Les modérés n'oubliaient qu'une chose : c'est qu'il y avait à ce moment même, dans plusieurs régions de la France, un commencement de guerre civile. Ils prétendaient que Paris devait à la politique tolérante de ses administrateurs, la paix religieuse dont ils jouissaient ; ils oubliaient qu'à Paris, l'ignorance et le fanatisme étaient moindres qu'en Vendée. Sans doute le Directoire de Paris fut inspiré par les Feuillants qui voyaient avec crainte la Révolution, qu'ils avaient cru immobiliser, reprendre sa marche. Une fois engagée dans la lutte religieuse, c'est aux partis de gauche, aux partis de vigueur et de combat qu'elle se livrerait. Le Directoire de Paris, mécontent du glissement de la Législative= voulait d'emblée arrêter le mouvement. Mais en même temps que les modérés considéraient comme négligeable le péril catholique, ils appelaient l'attention du roi sur les périls de l'émigration. Quel inexplicable renversement des proportions ! A côté de l'Eglise, fanatisant les masses et essayant de paralyser le cœur même de la Révolution, les rassemblements d'émigrés n'étaient qu'une fumée vaine, irritante peut-être, mais sans danger. Et comment ces modérés, ces prétendus sages, ne voient-ils pas que les mesures décisives qu'ils demandent contre les émigrés peuvent conduire rapidement à la guerre contre l'Europe et que cette guerre est la mort de la monarchie constitutionnelle et des partis tempérés ?

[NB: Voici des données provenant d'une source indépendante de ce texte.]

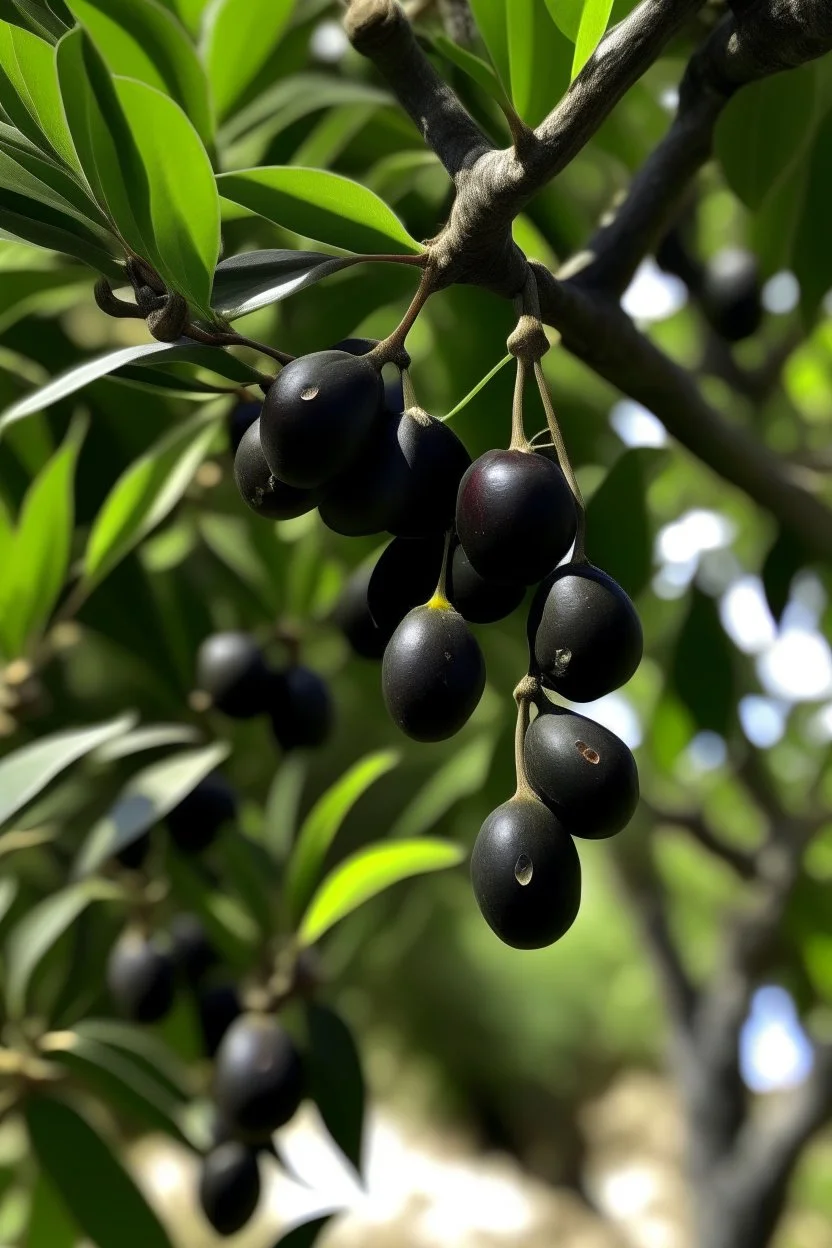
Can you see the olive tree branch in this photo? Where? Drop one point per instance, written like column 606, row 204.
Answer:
column 765, row 39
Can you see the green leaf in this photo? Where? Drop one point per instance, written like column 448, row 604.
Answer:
column 595, row 18
column 303, row 1236
column 50, row 1224
column 319, row 205
column 336, row 1080
column 256, row 278
column 146, row 493
column 238, row 39
column 321, row 825
column 463, row 775
column 28, row 65
column 26, row 771
column 368, row 872
column 140, row 39
column 183, row 204
column 702, row 667
column 618, row 521
column 40, row 929
column 764, row 130
column 119, row 1081
column 40, row 555
column 86, row 1172
column 145, row 800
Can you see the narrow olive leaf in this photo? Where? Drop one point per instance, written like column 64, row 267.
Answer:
column 152, row 738
column 40, row 929
column 319, row 205
column 146, row 493
column 50, row 1224
column 782, row 109
column 304, row 1236
column 141, row 39
column 145, row 1048
column 40, row 554
column 595, row 18
column 183, row 204
column 76, row 378
column 119, row 1082
column 368, row 872
column 238, row 39
column 90, row 1179
column 256, row 278
column 26, row 771
column 146, row 799
column 463, row 775
column 321, row 825
column 336, row 1080
column 28, row 63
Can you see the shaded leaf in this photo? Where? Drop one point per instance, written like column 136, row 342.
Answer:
column 40, row 929
column 336, row 1080
column 26, row 771
column 368, row 872
column 145, row 800
column 86, row 1172
column 321, row 825
column 146, row 493
column 140, row 39
column 243, row 283
column 238, row 39
column 319, row 205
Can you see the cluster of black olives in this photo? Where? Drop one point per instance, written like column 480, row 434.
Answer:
column 233, row 673
column 469, row 539
column 258, row 1080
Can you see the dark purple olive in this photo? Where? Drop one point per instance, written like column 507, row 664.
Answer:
column 585, row 774
column 584, row 633
column 260, row 489
column 525, row 874
column 515, row 516
column 433, row 673
column 317, row 414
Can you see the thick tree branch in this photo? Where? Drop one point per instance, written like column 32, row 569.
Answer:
column 378, row 29
column 764, row 40
column 604, row 337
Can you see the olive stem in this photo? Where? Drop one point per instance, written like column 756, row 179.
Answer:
column 391, row 350
column 565, row 464
column 519, row 441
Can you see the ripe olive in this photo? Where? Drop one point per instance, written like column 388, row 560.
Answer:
column 479, row 600
column 258, row 1077
column 585, row 774
column 404, row 577
column 731, row 297
column 231, row 668
column 515, row 516
column 301, row 708
column 352, row 615
column 218, row 1006
column 230, row 1187
column 316, row 416
column 527, row 875
column 584, row 633
column 433, row 673
column 140, row 977
column 195, row 823
column 260, row 489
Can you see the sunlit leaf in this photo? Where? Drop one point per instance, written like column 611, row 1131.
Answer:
column 321, row 825
column 368, row 872
column 319, row 205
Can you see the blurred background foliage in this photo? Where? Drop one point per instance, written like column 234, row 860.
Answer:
column 736, row 683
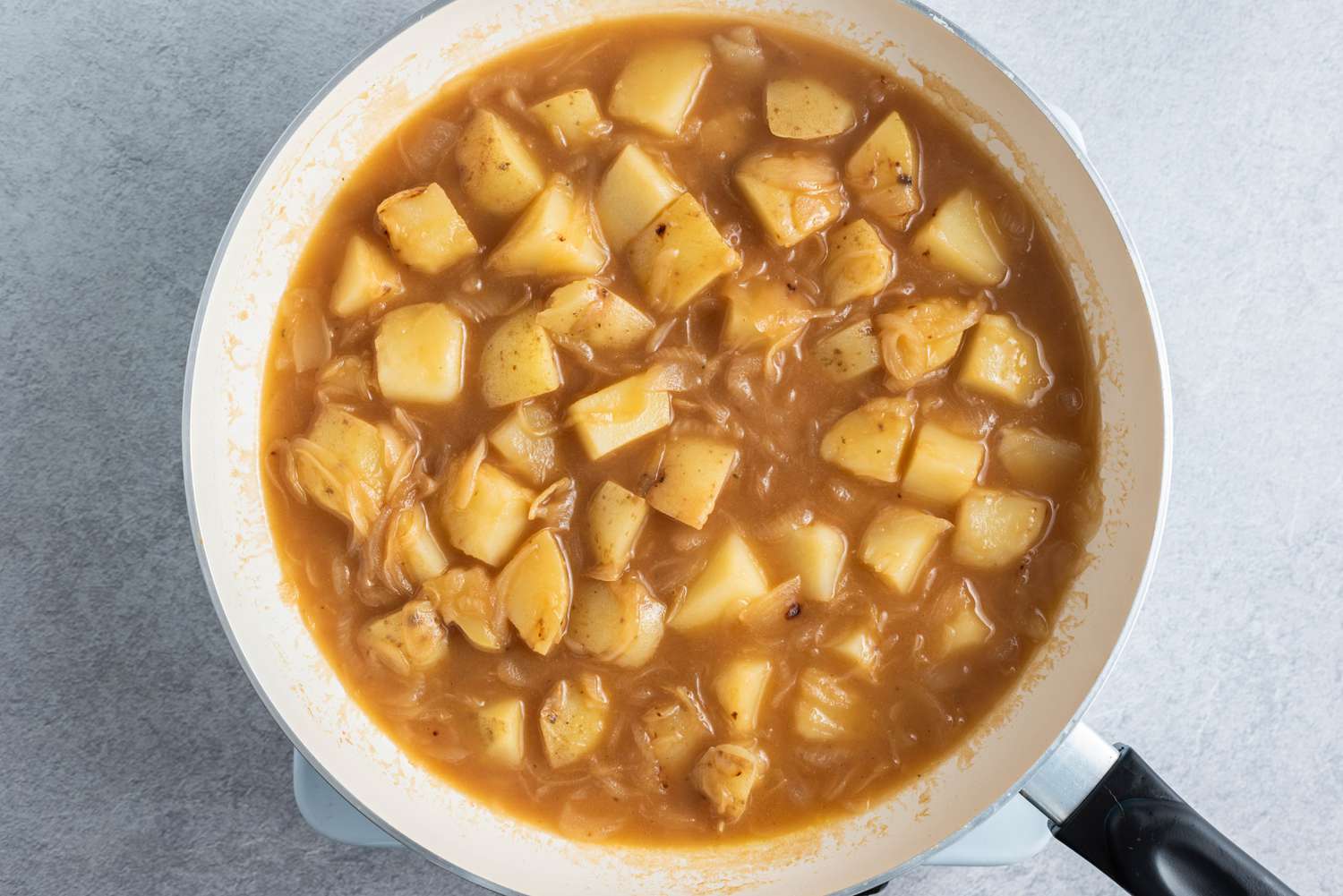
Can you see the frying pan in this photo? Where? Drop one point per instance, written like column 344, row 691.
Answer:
column 1106, row 804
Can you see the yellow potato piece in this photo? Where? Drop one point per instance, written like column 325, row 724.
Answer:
column 806, row 109
column 660, row 83
column 424, row 228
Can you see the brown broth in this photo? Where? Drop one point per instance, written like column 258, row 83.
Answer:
column 919, row 708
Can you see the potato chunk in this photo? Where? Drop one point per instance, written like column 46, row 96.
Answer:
column 537, row 590
column 500, row 174
column 407, row 640
column 740, row 691
column 870, row 439
column 806, row 109
column 492, row 519
column 344, row 465
column 1004, row 360
column 897, row 544
column 824, row 710
column 1037, row 461
column 727, row 585
column 615, row 519
column 792, row 195
column 424, row 230
column 526, row 439
column 690, row 477
column 884, row 172
column 942, row 465
column 658, row 85
column 501, row 724
column 634, row 190
column 672, row 734
column 617, row 622
column 962, row 625
column 680, row 252
column 593, row 313
column 816, row 554
column 572, row 118
column 572, row 719
column 555, row 236
column 421, row 354
column 851, row 352
column 963, row 238
column 763, row 313
column 859, row 263
column 919, row 340
column 518, row 362
column 725, row 775
column 367, row 277
column 419, row 552
column 469, row 600
column 997, row 528
column 620, row 414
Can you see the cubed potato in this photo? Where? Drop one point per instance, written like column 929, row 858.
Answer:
column 963, row 238
column 419, row 552
column 897, row 544
column 555, row 236
column 518, row 362
column 501, row 724
column 368, row 276
column 792, row 195
column 537, row 590
column 658, row 85
column 493, row 519
column 467, row 598
column 424, row 230
column 673, row 735
column 859, row 263
column 824, row 708
column 615, row 519
column 727, row 585
column 859, row 646
column 500, row 175
column 996, row 528
column 572, row 118
column 816, row 554
column 1004, row 360
column 963, row 625
column 884, row 172
column 620, row 414
column 763, row 313
column 870, row 439
column 692, row 476
column 942, row 466
column 680, row 252
column 633, row 191
column 919, row 340
column 593, row 313
column 574, row 719
column 725, row 775
column 849, row 352
column 1037, row 461
column 407, row 640
column 617, row 622
column 344, row 465
column 421, row 354
column 806, row 109
column 740, row 691
column 526, row 439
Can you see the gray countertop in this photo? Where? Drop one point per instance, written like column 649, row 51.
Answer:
column 134, row 756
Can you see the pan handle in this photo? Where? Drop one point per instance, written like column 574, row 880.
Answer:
column 1109, row 807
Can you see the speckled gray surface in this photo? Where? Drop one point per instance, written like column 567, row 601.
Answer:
column 134, row 756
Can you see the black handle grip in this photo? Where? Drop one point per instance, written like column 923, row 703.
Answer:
column 1136, row 829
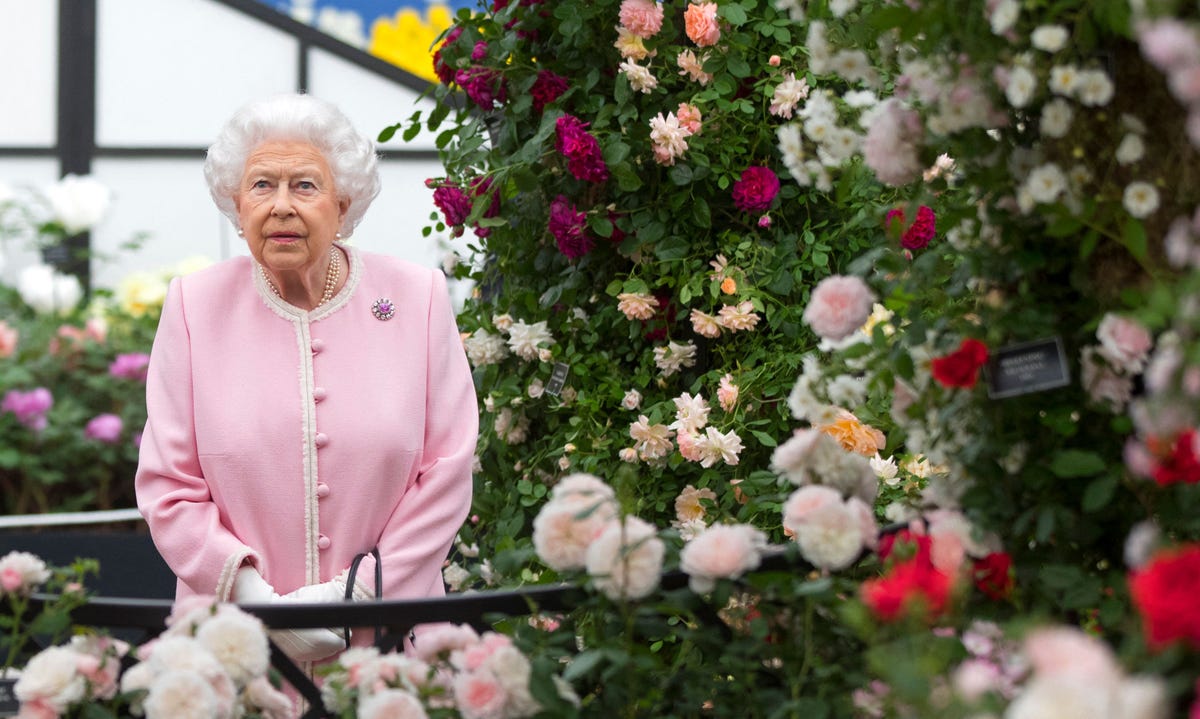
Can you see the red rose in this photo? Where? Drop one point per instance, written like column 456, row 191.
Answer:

Les Feuillants font ici le jeu de la belliqueuse Gironde, avec une inconscience inouïe, et l'on se demande nécessairement si, de ce côté aussi, il n'y a pas une intrigue. Qui sait si aux modérés la guerre, que dirigerait le roi, n'apparaît pas, dès ce moment, comme une diversion utile, comme un moyen d'affermir l'autorité royale, tandis que pour les Girondins c'est un moyen de la supprimer ? En tout cas, il faut noter comme un inquiétant symptôme ces phrases de l'adresse du département de Paris :

« Au nom sacré de la liberté, de la Constitution et du bien public, nous vous prions, Sire, de refuser votre sanction au décret des 29 novembre et joues précédents sur les troubles religieux ; mais, en même temps nous vous conjurons de seconder de tout votre pouvoir, le vœu que l'Assemblée nationale vient de vous exposer avec tant de force et de raison contre les rebelles qui conspirent sur les frontières du royaume. Nous vous conjurons de prendre, sans- perdre un seul instant, des mesures fermes, énergiques et entièrement décisives, contre les insensés qui osent menacer le peuple français avec tant d'audace. »

 

LA PROTESTATION DES DÉMOCRATES

La démarche du Directoire de Paris produisit une émotion extraordinaire. Les démocrates y virent tout un plan du roi cherchant à provoquer une manifestation d'ensemble des Directoires de département, presque tous modérés, et à opposer cette force d'opinion au mouvement encore incertain de l'Assemblée. Un grand nombre de sections de Paris envoyèrent des délégués à la barre de l'Assemblée pour protester contre le Directoire de Paris. Ils le firent avec une violence extrême et ne ménagèrent ni le veto ni le roi. Camille Desmoulins, le 11 décembre, au nom de 300 signataires, présenta à l'Assemblée une pétition éblouissante d'esprit et pleine de menaces révolutionnaires.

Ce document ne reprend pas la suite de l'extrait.